Lantai kereta tahanan ini terasa sangat keras dan tidak rata. Setiap kali roda kayu menghantam lubang di jalan, tubuhku terpental kecil ke dinding besi yang dingin. Rantai yang melilit pergelangan tanganku mengeluarkan bunyi dentingan yang monoton. Aku hanya bisa menatap tanda bunga teratai kecil di kulitku, sisa dari keberadaan He Ran yang kini entah berada di mana.

"Berhenti menatap tanganmu sendiri, Nak. Rantai itu tidak akan lepas hanya dengan dipelototi," tegur salah satu pengawal yang duduk di sudut kereta.

Aku mengangkat pandanganku perlahan.

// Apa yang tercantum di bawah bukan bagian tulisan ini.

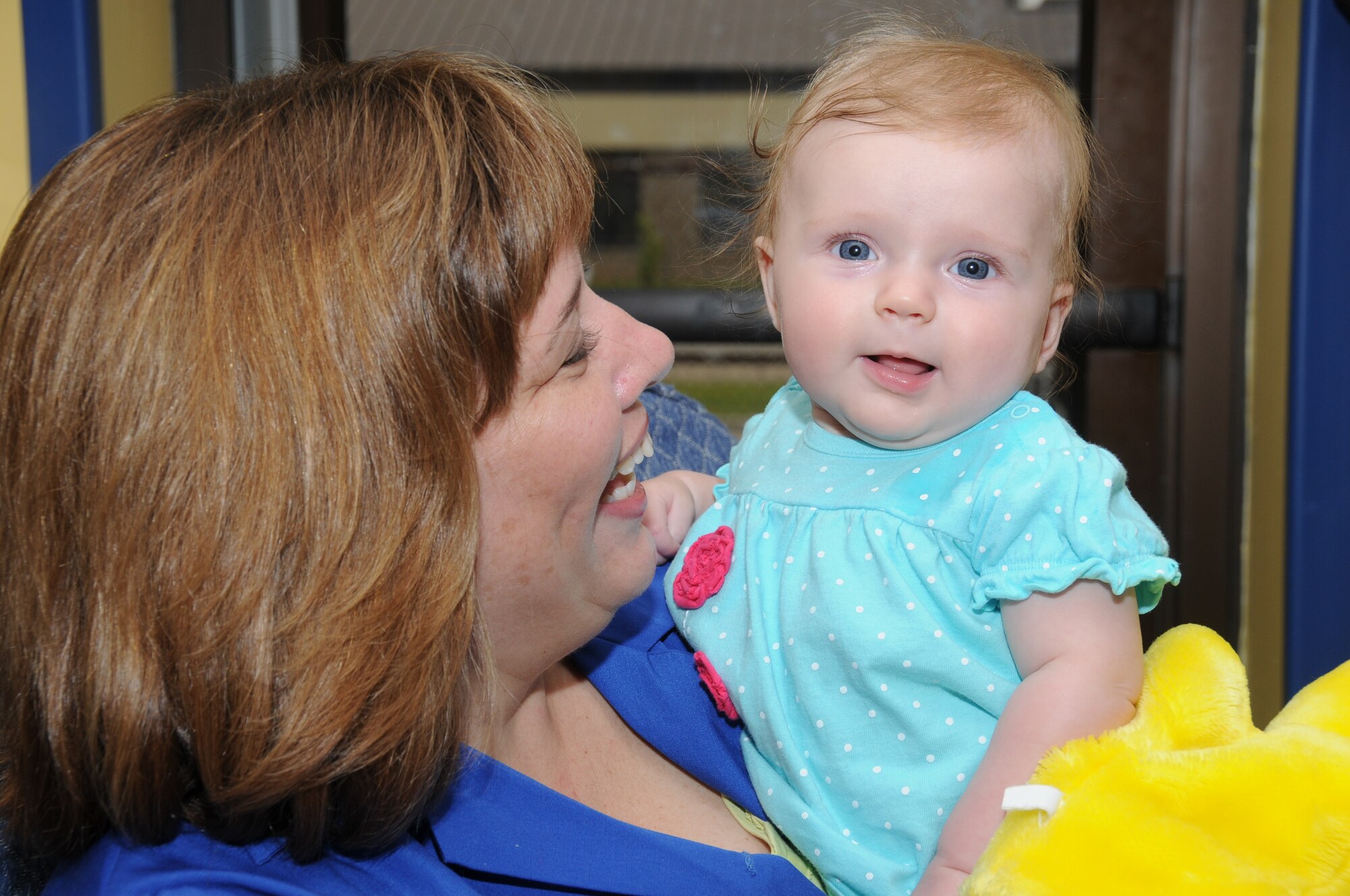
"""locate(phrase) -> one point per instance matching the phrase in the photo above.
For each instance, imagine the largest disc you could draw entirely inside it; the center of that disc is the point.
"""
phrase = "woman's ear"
(1060, 304)
(765, 258)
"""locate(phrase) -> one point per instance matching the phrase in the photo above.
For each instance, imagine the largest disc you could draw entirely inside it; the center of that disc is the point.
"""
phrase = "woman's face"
(558, 550)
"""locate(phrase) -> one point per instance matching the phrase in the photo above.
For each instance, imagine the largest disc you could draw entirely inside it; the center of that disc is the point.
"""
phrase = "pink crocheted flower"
(716, 688)
(705, 569)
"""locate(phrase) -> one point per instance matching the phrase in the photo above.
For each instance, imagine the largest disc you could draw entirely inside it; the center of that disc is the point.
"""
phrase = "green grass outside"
(732, 400)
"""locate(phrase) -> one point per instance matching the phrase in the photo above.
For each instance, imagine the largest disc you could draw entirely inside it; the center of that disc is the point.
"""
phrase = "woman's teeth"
(624, 484)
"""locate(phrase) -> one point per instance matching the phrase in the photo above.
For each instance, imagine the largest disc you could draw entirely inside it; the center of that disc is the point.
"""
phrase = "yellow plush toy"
(1190, 797)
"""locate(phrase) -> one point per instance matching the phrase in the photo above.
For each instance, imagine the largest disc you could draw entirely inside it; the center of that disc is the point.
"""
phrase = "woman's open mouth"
(624, 482)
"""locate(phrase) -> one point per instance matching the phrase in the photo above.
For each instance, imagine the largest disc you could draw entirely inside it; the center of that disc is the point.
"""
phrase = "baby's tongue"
(902, 365)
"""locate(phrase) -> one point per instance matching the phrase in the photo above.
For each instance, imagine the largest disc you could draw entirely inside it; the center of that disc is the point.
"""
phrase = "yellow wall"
(668, 122)
(14, 118)
(136, 40)
(1271, 233)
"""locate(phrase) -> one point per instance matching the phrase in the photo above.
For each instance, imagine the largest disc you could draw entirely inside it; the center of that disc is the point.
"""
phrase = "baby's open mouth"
(624, 481)
(902, 365)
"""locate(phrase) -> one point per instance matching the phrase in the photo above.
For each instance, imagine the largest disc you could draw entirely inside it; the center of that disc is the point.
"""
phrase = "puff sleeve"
(1051, 516)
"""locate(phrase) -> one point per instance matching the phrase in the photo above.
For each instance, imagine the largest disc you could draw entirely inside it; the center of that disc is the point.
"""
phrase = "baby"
(916, 578)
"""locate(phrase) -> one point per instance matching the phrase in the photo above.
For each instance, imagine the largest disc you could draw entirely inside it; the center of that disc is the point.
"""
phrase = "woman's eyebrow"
(569, 310)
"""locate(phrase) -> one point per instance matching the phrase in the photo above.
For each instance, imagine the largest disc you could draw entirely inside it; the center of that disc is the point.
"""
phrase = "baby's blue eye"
(854, 250)
(973, 268)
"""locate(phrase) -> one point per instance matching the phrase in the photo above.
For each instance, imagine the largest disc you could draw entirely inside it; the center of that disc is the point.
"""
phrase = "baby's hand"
(940, 880)
(674, 501)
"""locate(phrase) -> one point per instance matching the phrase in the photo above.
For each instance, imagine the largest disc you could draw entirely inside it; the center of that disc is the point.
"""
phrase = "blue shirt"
(858, 629)
(497, 831)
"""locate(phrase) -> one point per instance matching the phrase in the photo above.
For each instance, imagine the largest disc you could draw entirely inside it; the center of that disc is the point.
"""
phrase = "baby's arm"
(674, 501)
(1082, 663)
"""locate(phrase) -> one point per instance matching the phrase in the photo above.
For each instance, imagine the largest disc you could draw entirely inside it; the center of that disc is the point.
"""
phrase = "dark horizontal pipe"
(1127, 318)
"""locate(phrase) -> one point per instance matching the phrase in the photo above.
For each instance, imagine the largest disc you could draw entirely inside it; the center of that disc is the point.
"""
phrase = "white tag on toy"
(1042, 798)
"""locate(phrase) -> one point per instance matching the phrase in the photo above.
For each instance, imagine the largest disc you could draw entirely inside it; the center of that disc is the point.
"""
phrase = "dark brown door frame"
(1170, 87)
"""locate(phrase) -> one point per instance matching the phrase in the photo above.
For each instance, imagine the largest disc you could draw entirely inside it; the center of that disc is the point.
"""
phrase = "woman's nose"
(647, 357)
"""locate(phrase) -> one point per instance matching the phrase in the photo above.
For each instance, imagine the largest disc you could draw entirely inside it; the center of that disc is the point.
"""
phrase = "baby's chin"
(890, 439)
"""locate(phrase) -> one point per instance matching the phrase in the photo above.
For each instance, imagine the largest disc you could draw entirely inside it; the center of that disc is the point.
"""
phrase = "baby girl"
(916, 578)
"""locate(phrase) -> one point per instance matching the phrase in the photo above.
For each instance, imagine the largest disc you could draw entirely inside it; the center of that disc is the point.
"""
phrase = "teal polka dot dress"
(857, 628)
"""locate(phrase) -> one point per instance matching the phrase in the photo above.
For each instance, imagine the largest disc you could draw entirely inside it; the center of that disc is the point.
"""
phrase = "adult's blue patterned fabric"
(685, 435)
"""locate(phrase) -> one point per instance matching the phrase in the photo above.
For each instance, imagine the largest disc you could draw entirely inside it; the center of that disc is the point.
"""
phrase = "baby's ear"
(765, 258)
(1062, 300)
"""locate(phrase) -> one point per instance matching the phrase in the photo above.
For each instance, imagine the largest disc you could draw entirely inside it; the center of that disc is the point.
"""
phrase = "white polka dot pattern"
(877, 667)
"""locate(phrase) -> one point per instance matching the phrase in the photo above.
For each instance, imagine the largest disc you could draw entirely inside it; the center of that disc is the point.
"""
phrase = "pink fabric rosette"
(716, 688)
(705, 569)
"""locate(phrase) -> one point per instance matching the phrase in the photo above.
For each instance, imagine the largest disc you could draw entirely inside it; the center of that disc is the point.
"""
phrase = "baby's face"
(911, 276)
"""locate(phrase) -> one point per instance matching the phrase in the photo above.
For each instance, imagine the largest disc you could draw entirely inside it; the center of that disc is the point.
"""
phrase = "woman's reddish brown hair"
(248, 338)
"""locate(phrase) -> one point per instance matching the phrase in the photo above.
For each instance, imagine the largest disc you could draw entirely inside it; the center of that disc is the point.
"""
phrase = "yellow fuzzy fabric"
(1190, 797)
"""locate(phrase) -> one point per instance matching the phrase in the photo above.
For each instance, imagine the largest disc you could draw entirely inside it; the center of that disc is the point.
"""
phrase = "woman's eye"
(854, 252)
(584, 349)
(973, 269)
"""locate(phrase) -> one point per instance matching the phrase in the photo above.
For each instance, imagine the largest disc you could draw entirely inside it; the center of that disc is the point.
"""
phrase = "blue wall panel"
(61, 59)
(1318, 625)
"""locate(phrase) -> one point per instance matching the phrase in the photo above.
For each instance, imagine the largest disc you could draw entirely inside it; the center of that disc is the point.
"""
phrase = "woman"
(314, 501)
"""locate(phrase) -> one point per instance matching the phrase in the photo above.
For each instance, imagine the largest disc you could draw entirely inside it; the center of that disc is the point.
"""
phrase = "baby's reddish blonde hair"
(902, 76)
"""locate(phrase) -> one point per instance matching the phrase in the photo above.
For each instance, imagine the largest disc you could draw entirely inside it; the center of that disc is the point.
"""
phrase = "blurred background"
(1213, 368)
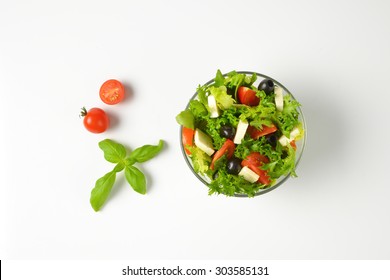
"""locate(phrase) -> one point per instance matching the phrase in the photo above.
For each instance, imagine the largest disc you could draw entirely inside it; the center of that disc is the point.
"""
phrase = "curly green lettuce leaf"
(230, 185)
(186, 119)
(287, 119)
(224, 100)
(200, 160)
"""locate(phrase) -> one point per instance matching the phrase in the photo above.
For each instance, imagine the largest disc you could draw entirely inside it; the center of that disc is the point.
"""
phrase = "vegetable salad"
(240, 136)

Pria itu mengenakan zirah merah yang mengilat, tangannya memegang gagang pedang dengan santai namun matanya tetap waspada.

"Aku tidak sedang mencoba melepasnya," sahutku dengan suara yang masih serak.

"Lalu apa? Meratapi nasibmu sebagai pembantai?" tanya pengawal itu sembari mengeluarkan sebatang rumput dari mulutnya.

"Aku hanya sedang berpikir berapa lama lagi kita akan sampai di Kota Guntur," balasku seraya menyandarkan kepala ke dinding kereta yang bergetar.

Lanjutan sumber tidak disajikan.